Curtis Turner - NASCAR Comeback

NASCAR Comeback

However, the ban was lifted after four years in 1965, and Turner returned to NASCAR racing. Bill France was in a bind and needed to mend some fences. 1962 and 1963 NASCAR-points champion Joe Weatherly was killed driving a Mercury at Riverside, California on January 19, 1964, and his star driver Fireball Roberts had died following a fiery crash on May 24, 1964, at the World 600 in Charlotte. The track owners wanted Turner back. "Turner was slated to drive for a newly-organized group, The Grand American Racing Association, organized July 31 in Sumper, S.C. Turner was due to compete in the first of 17 scheduled races at Concord, N.C. Aug 21." France was also short of cars. The Chrysler factory were boycotting NASCAR over the organizing body's ban of the Hemi engine, and Richard Petty went drag racing in the first half of the 1965 season. The Ford factory were also in dispute with NASCAR over the SOHC engine, which faced a joint NASCAR-USAC ban on December 17, 1965.

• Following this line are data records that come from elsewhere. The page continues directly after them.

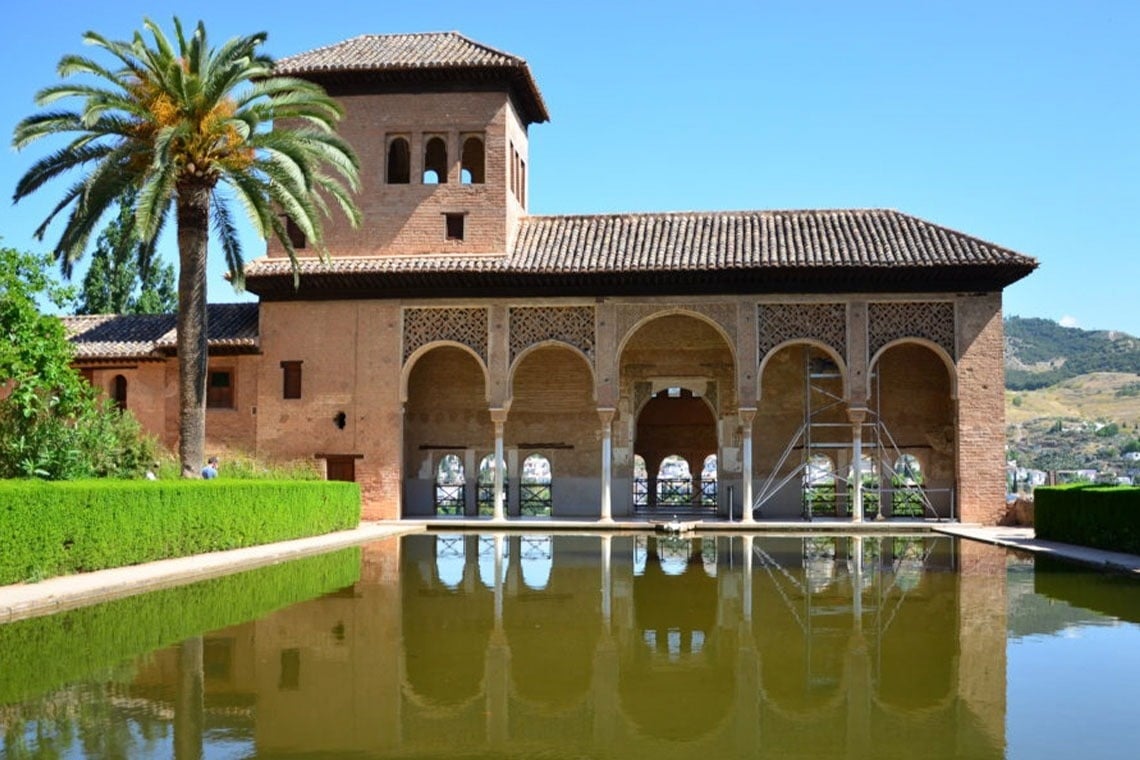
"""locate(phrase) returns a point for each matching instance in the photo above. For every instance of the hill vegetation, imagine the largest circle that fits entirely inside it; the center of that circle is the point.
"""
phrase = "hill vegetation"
(1040, 352)
(1072, 398)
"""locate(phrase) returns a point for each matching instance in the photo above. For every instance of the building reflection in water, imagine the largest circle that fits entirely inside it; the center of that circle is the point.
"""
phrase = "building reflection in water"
(627, 645)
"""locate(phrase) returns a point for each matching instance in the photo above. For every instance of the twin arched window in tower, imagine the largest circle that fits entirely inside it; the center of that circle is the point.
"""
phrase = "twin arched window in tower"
(436, 165)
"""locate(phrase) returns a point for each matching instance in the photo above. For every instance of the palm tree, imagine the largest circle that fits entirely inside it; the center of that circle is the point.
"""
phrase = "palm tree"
(190, 129)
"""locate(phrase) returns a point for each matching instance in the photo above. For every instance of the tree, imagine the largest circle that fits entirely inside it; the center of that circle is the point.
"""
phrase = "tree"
(53, 424)
(123, 277)
(190, 129)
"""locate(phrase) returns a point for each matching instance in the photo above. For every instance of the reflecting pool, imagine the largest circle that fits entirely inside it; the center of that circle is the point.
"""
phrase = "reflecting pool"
(579, 646)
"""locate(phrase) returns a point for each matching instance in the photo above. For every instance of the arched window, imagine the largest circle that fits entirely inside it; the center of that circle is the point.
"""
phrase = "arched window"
(472, 162)
(449, 485)
(535, 496)
(871, 485)
(674, 482)
(119, 392)
(399, 161)
(536, 561)
(906, 497)
(487, 549)
(486, 492)
(436, 161)
(450, 560)
(708, 481)
(820, 485)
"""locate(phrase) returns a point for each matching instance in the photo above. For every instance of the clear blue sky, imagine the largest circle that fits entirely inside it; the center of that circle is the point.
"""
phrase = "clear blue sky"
(1017, 122)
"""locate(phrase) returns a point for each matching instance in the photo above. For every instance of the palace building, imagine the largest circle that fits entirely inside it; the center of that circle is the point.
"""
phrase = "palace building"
(458, 356)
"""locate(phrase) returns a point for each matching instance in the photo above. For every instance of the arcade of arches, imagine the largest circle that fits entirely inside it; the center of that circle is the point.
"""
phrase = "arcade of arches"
(620, 408)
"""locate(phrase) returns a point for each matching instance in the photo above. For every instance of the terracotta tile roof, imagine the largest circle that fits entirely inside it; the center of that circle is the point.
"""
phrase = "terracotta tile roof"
(415, 54)
(751, 251)
(231, 326)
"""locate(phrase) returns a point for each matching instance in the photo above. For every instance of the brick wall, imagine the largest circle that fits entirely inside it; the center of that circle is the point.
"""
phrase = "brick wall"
(980, 409)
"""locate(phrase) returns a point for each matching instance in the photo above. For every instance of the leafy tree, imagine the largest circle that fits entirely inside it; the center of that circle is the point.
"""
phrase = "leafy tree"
(53, 424)
(120, 266)
(190, 128)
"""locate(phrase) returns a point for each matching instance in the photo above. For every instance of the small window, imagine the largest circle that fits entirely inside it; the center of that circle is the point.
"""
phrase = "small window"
(472, 162)
(291, 380)
(436, 161)
(220, 389)
(119, 392)
(399, 162)
(295, 234)
(454, 225)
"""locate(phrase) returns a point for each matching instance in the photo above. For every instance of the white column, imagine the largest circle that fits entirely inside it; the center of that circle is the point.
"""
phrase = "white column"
(498, 416)
(856, 417)
(746, 421)
(607, 416)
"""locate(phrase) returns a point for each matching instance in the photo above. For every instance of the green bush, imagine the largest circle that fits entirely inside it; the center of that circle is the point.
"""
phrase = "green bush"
(43, 653)
(53, 529)
(1104, 517)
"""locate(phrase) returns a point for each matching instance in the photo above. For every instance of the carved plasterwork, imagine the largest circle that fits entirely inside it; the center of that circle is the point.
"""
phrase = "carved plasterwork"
(570, 325)
(779, 323)
(464, 326)
(723, 315)
(933, 320)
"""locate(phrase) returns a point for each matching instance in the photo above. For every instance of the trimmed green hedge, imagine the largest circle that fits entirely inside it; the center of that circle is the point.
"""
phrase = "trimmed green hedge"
(45, 653)
(55, 529)
(1099, 516)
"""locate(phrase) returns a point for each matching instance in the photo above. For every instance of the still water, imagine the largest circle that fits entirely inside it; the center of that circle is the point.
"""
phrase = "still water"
(576, 646)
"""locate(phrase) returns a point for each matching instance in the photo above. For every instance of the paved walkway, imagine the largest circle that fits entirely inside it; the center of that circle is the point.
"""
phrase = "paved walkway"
(1025, 539)
(70, 591)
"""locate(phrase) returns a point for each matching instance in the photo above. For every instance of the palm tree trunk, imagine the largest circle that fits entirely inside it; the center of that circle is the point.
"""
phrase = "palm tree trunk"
(193, 235)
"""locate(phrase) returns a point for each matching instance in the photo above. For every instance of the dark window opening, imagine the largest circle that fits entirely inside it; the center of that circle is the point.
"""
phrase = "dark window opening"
(291, 377)
(454, 223)
(436, 161)
(399, 162)
(220, 389)
(119, 392)
(295, 234)
(473, 163)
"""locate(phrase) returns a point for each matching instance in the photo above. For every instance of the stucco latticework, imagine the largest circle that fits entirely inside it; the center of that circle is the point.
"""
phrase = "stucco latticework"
(779, 323)
(464, 326)
(931, 320)
(570, 325)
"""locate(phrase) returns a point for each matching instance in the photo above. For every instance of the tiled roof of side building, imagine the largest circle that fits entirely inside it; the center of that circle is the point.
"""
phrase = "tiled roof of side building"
(858, 250)
(412, 54)
(231, 326)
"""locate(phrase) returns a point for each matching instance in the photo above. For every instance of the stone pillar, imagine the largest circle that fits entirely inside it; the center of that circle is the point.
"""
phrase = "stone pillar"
(498, 416)
(856, 416)
(747, 417)
(607, 417)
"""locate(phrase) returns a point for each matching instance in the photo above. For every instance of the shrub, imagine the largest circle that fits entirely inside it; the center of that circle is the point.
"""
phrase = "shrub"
(51, 529)
(1104, 517)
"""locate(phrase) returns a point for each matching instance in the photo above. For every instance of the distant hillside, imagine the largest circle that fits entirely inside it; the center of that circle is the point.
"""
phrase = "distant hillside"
(1040, 352)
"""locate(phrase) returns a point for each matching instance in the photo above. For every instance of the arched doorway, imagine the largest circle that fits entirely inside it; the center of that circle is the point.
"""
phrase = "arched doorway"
(446, 422)
(912, 400)
(678, 380)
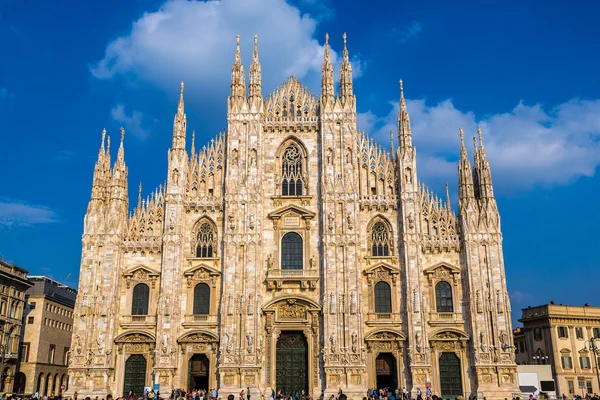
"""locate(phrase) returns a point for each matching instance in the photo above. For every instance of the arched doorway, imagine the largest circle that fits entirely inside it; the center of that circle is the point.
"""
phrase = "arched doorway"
(198, 372)
(20, 381)
(135, 375)
(292, 362)
(450, 375)
(385, 367)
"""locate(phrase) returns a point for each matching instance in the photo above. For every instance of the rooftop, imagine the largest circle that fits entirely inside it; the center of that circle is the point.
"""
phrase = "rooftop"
(560, 310)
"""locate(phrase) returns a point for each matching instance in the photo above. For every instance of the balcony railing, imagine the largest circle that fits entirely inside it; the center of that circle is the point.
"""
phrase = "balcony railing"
(383, 319)
(138, 320)
(306, 278)
(445, 318)
(200, 320)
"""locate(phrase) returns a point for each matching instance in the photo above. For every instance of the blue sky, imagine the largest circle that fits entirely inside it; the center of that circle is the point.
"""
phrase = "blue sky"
(527, 73)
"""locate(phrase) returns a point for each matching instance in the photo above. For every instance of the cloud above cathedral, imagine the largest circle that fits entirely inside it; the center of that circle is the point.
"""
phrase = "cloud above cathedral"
(527, 146)
(194, 41)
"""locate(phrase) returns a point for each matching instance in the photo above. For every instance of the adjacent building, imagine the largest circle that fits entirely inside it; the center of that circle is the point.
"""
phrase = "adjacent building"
(293, 252)
(46, 338)
(562, 336)
(13, 284)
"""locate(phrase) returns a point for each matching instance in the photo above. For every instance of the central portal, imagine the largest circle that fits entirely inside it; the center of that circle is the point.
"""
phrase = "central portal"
(198, 372)
(292, 362)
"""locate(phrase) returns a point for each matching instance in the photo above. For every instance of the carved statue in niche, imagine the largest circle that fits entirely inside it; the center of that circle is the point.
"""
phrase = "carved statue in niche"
(100, 343)
(249, 341)
(352, 302)
(411, 220)
(228, 343)
(332, 342)
(229, 305)
(408, 175)
(332, 303)
(231, 219)
(503, 339)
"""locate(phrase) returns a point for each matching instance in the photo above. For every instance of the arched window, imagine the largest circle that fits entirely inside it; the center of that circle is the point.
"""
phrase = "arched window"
(383, 298)
(201, 299)
(291, 251)
(206, 240)
(381, 240)
(292, 177)
(141, 293)
(443, 297)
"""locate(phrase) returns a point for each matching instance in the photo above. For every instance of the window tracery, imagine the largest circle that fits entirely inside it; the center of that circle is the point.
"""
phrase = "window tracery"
(381, 240)
(292, 174)
(206, 240)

Turner, then 41, soon notched the first victory of his comeback in a Ford at the inaugural American 500, at the North Carolina Motor Speedway, Rockingham, North Carolina, on October 31, 1965, winning a purse of $13,090. Turner lost his Ford ride in 1966 when: "Ford withdrew its factory backed racing teams from competition when the National Association for Stock Car Auto Racing and the United States Auto Club ruled April 6 that Fords equipped with an overhead cam engine must carry 427 additional pounds." Turner started the 1966 season in a Ford, but with the Ford-factory withdrawal, he signed to drive a Chevrolet for Smokey Yunick out of Daytona Beach, Florida.